新型コロナウイルスによる髄膜炎・脳炎の初事例

  • Moriguchi, T., Harii, N., Goto, J., Harada, D., Sugawara, H., Takamino, J., Ueno, M., Sakata, H., Kondo, K., Myose, N., Nakao, A., Takeda, M., Haro, H., Inoue, O., Suzuki-Inoue, K., Kubokawa, K., Ogihara, S., Sasaki, T., Kinouchi, H., … Shimada, S. (2020). A first case of meningitis/encephalitis associated with SARS-Coronavirus-2. International Journal of Infectious Diseases, 94, 55–58. https://doi.org/10.1016/j.ijid.2020.03.062

武漢市 (中国) で発生した新型コロナウイルス (SARS-CoV-2) は世界各国に急速に拡大している. 本論文は、SARS-CoV-2 に関連する髄膜炎の初めての症例を報告する.

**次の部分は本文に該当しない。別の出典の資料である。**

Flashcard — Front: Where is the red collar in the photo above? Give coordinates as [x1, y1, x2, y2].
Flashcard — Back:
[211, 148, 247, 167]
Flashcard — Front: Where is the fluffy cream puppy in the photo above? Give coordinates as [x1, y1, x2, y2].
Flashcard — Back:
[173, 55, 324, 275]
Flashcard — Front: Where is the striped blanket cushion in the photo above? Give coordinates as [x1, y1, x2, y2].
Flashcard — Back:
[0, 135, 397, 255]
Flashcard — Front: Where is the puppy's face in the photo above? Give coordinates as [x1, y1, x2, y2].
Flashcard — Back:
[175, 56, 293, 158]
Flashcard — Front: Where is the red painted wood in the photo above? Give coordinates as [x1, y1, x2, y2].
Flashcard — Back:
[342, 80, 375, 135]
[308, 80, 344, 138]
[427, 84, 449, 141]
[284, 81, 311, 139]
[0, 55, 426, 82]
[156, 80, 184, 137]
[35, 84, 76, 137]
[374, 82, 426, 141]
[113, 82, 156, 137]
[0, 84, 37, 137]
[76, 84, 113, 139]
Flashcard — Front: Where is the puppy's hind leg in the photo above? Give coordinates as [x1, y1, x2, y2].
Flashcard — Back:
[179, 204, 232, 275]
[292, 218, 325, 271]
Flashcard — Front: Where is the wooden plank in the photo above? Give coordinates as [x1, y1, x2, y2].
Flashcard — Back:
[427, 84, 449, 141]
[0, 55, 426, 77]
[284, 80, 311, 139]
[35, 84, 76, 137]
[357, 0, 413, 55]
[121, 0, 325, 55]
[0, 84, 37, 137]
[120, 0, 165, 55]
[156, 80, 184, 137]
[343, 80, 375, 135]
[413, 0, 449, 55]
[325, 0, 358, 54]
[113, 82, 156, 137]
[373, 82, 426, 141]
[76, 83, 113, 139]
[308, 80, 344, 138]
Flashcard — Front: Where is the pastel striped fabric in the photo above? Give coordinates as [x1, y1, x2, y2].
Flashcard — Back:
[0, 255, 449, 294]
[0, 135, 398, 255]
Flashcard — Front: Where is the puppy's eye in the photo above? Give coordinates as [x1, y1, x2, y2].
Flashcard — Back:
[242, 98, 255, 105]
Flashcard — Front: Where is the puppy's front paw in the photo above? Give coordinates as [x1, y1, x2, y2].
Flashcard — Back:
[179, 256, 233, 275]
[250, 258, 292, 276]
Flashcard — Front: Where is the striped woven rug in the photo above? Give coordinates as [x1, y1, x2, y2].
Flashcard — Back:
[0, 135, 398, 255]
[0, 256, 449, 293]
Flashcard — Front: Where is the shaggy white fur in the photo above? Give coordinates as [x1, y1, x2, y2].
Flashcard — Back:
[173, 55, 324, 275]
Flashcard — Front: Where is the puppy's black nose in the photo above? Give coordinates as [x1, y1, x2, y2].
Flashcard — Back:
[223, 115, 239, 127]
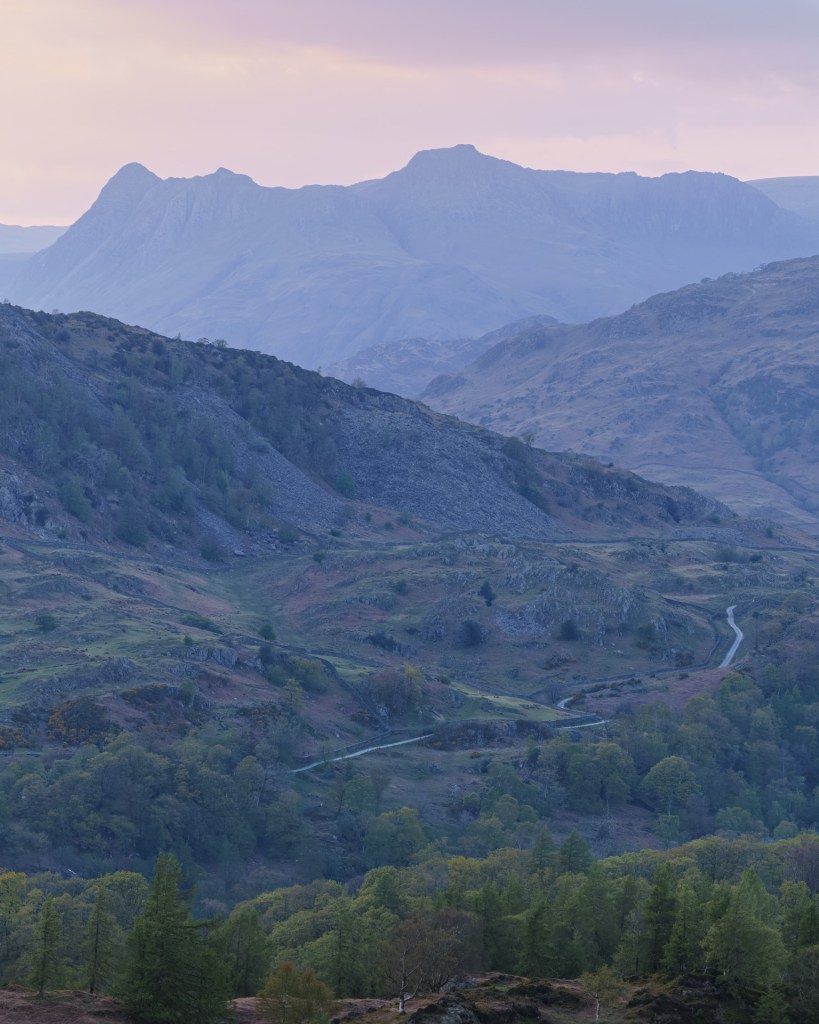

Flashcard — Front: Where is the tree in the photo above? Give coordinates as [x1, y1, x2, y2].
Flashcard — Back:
[382, 907, 481, 1007]
[259, 961, 333, 1024]
[119, 854, 228, 1024]
[580, 967, 623, 1024]
[641, 864, 677, 974]
[558, 828, 592, 874]
[83, 886, 122, 992]
[640, 757, 699, 817]
[29, 896, 63, 998]
[704, 868, 786, 1002]
[220, 906, 268, 996]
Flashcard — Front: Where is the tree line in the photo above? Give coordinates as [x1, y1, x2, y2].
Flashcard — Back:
[0, 828, 819, 1024]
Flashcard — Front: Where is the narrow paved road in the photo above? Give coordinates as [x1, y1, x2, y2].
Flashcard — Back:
[288, 732, 432, 775]
[289, 604, 744, 775]
[720, 604, 744, 669]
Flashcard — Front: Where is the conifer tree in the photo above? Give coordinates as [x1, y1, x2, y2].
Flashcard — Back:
[119, 854, 228, 1024]
[641, 864, 677, 973]
[83, 886, 122, 992]
[29, 896, 63, 998]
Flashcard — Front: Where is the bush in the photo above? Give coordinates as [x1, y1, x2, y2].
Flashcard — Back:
[458, 618, 483, 647]
[57, 476, 93, 522]
[34, 611, 57, 633]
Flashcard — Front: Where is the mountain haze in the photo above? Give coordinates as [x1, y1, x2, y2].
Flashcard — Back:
[423, 257, 819, 530]
[747, 175, 819, 220]
[6, 145, 819, 367]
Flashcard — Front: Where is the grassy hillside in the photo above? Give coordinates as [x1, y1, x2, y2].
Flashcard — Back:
[424, 257, 819, 532]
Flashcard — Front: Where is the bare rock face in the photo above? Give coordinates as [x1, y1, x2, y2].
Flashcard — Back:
[422, 257, 819, 531]
[4, 145, 819, 368]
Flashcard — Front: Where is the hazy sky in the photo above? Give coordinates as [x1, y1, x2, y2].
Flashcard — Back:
[0, 0, 819, 224]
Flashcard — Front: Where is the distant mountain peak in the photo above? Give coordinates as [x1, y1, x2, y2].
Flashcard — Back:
[404, 142, 495, 172]
[105, 161, 161, 188]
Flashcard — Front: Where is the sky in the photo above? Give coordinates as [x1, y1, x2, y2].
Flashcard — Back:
[0, 0, 819, 224]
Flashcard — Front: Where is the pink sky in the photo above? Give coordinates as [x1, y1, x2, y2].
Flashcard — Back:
[0, 0, 819, 224]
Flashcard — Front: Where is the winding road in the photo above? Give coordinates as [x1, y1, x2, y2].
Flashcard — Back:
[288, 732, 433, 775]
[720, 604, 744, 669]
[288, 604, 744, 775]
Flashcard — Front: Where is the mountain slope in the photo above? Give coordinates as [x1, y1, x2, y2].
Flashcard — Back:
[747, 175, 819, 220]
[424, 258, 819, 529]
[7, 145, 819, 366]
[0, 305, 728, 565]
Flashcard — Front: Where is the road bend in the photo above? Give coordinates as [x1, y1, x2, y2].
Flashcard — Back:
[720, 604, 744, 669]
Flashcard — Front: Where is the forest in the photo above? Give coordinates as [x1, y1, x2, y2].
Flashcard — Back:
[0, 827, 819, 1024]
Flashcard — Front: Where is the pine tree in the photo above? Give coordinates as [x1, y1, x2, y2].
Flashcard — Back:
[517, 896, 557, 978]
[84, 886, 122, 992]
[641, 864, 677, 973]
[663, 874, 707, 971]
[29, 896, 63, 998]
[221, 906, 269, 995]
[259, 961, 333, 1024]
[119, 854, 228, 1024]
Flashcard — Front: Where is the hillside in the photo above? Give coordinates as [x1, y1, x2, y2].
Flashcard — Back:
[0, 305, 816, 899]
[747, 175, 819, 220]
[324, 316, 557, 398]
[6, 145, 819, 367]
[424, 258, 819, 531]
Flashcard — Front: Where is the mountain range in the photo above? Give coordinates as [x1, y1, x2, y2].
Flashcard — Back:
[3, 145, 819, 367]
[423, 257, 819, 530]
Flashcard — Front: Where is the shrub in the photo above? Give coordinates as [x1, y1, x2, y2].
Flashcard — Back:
[34, 611, 57, 633]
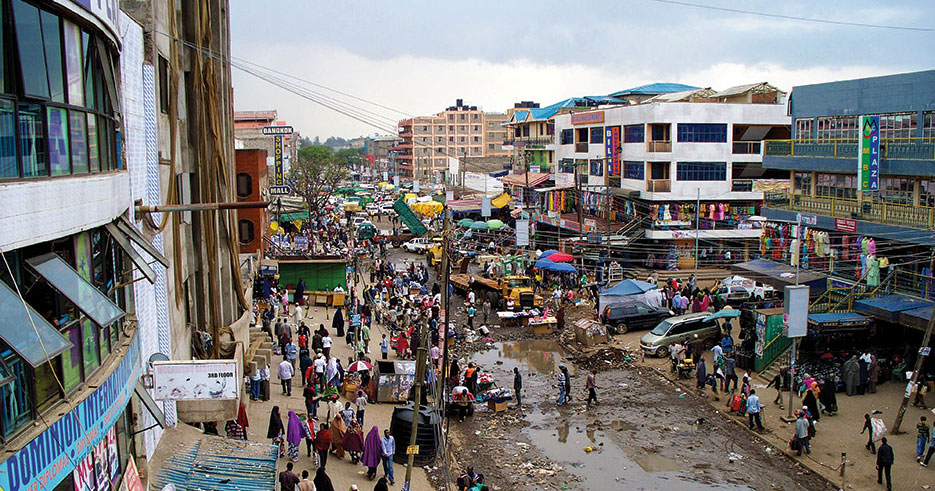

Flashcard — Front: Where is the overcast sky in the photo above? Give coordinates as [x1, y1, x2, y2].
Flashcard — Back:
[230, 0, 935, 140]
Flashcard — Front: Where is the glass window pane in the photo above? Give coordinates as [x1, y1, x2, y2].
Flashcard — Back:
[48, 107, 71, 176]
[13, 0, 49, 97]
[0, 350, 32, 436]
[0, 282, 70, 367]
[68, 111, 88, 174]
[40, 10, 65, 102]
[0, 99, 19, 179]
[63, 20, 84, 106]
[26, 253, 126, 326]
[88, 114, 101, 172]
[17, 103, 49, 177]
[62, 324, 82, 392]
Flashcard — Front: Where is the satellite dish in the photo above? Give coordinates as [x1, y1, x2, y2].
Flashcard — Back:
[149, 353, 169, 370]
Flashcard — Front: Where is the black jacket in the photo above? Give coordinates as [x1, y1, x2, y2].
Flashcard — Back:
[877, 443, 893, 465]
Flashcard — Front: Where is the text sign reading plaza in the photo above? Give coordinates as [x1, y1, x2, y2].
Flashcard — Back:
[263, 126, 292, 186]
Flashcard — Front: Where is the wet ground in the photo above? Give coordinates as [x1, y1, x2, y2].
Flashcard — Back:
[388, 250, 830, 490]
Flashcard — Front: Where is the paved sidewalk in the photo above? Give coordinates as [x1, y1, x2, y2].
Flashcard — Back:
[241, 294, 433, 491]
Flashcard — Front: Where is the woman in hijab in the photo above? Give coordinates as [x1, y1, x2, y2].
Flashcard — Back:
[286, 409, 306, 462]
[360, 425, 383, 480]
[312, 467, 334, 491]
[331, 308, 344, 338]
[266, 406, 283, 457]
[341, 419, 364, 464]
[330, 414, 347, 459]
[373, 477, 390, 491]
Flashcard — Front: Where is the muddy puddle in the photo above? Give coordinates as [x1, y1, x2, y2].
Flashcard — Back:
[472, 339, 749, 490]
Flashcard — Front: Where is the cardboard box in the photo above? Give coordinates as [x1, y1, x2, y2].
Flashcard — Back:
[487, 400, 506, 413]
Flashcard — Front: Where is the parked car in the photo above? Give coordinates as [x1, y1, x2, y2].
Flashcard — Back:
[600, 301, 675, 334]
[403, 237, 431, 254]
[640, 312, 721, 356]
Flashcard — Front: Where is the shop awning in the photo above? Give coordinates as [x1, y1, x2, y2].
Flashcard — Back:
[114, 216, 169, 268]
[133, 380, 167, 428]
[104, 223, 156, 283]
[490, 193, 510, 208]
[0, 281, 72, 368]
[26, 253, 127, 327]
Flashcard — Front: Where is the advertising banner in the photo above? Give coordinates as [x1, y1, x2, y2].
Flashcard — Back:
[153, 360, 242, 401]
[273, 136, 284, 186]
[604, 126, 620, 176]
[857, 116, 880, 191]
[0, 336, 142, 491]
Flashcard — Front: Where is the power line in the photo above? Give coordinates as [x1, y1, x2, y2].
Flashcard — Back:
[648, 0, 935, 32]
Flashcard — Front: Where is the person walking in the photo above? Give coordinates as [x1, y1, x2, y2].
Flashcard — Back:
[795, 411, 812, 457]
[584, 370, 597, 407]
[556, 365, 565, 406]
[877, 436, 895, 491]
[916, 416, 932, 462]
[513, 367, 523, 408]
[860, 414, 877, 454]
[279, 358, 295, 396]
[747, 389, 763, 431]
[380, 430, 396, 486]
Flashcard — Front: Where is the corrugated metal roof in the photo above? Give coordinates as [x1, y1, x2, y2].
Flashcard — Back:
[610, 82, 700, 97]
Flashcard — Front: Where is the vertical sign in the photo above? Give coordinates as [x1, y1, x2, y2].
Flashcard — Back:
[857, 116, 880, 191]
[273, 135, 283, 186]
[516, 220, 529, 247]
[604, 126, 620, 176]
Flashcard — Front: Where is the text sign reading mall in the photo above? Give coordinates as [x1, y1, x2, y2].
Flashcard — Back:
[0, 336, 140, 491]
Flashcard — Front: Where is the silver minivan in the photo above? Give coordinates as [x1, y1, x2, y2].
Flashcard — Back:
[640, 312, 721, 356]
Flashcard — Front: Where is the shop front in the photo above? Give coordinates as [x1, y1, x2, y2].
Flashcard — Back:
[0, 333, 142, 491]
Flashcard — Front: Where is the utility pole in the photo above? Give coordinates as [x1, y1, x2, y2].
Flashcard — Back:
[695, 188, 701, 274]
[893, 312, 935, 435]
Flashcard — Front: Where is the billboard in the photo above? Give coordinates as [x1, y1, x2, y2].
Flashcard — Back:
[153, 360, 241, 401]
[604, 126, 620, 176]
[857, 116, 880, 191]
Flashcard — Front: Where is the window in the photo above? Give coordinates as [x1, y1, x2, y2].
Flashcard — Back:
[13, 0, 49, 99]
[623, 124, 646, 143]
[0, 99, 19, 179]
[678, 123, 727, 143]
[880, 177, 914, 205]
[675, 162, 727, 181]
[591, 128, 604, 144]
[47, 107, 71, 176]
[590, 160, 604, 176]
[815, 173, 857, 199]
[623, 161, 646, 181]
[562, 130, 575, 145]
[816, 116, 859, 140]
[237, 220, 254, 244]
[792, 172, 812, 196]
[237, 172, 253, 198]
[795, 118, 812, 140]
[159, 56, 169, 114]
[922, 112, 935, 138]
[880, 113, 918, 138]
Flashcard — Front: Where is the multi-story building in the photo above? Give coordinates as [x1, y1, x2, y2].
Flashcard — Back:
[763, 70, 935, 274]
[391, 99, 507, 179]
[234, 111, 302, 185]
[542, 84, 790, 268]
[0, 0, 174, 490]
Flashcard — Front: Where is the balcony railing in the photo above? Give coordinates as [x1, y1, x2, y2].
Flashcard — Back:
[646, 140, 672, 152]
[768, 193, 935, 230]
[646, 179, 672, 193]
[764, 137, 935, 160]
[731, 142, 760, 155]
[730, 179, 753, 193]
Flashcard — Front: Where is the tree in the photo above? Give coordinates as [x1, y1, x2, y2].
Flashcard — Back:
[289, 145, 348, 211]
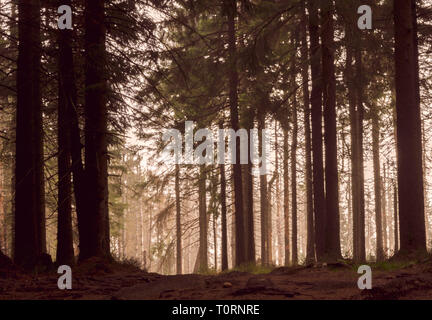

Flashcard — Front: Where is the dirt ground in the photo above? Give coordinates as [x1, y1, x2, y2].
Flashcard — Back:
[0, 262, 432, 300]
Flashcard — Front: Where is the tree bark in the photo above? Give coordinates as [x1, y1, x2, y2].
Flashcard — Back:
[56, 0, 76, 265]
[219, 164, 228, 271]
[301, 2, 315, 264]
[371, 105, 384, 261]
[282, 127, 290, 266]
[80, 0, 110, 260]
[224, 0, 247, 266]
[321, 0, 341, 261]
[14, 0, 45, 268]
[198, 165, 208, 272]
[308, 0, 327, 262]
[175, 164, 182, 274]
[258, 113, 270, 265]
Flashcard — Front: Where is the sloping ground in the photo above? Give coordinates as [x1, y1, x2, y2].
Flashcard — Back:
[0, 262, 432, 300]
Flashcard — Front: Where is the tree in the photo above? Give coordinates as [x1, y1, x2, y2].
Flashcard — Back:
[175, 163, 182, 274]
[317, 0, 341, 261]
[224, 0, 247, 266]
[14, 0, 46, 268]
[371, 105, 384, 261]
[300, 3, 315, 263]
[394, 0, 426, 254]
[308, 1, 327, 261]
[80, 0, 110, 260]
[56, 1, 75, 265]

この患者は意識消失を伴う痙攣のため救急車で搬送されてきた. 渡航歴はなかった.

発症1日目に全身倦怠感と発熱を覚え、2日目と5日目に近所の医師を受診し、ラニナミビルと解熱剤を処方された.

発症9日目、家族が自宅を訪れた際、意識不明で床に倒れており、嘔吐物が散乱しているのを発見した. 患者は直ちに救急車で搬送された. 搬送中に、約1分間続く全身性のけいれん発作を一時的に起こした. 明らかな項部硬直がみられた.

鼻咽頭スワブからの検査では SARS-CoV-2 特有の RNA は検出されなかったが、脳脊髄液からは検出された. 血清サンプルでは、HSV-1 と水痘帯状疱疹の IgM 抗体はいずれも検出されなかった.

脳 MRI 検査では、右脳室壁側沿いの高信号強度と、右内側側頭葉および海馬の高信号強度変化が認められ、SARS-CoV-2 髄膜炎の可能性が示唆された.

この症例は、中枢神経症状を呈する患者に対して、SARS-CoV-2 感染の可能性を念頭に置くよう医師に注意を促すものである.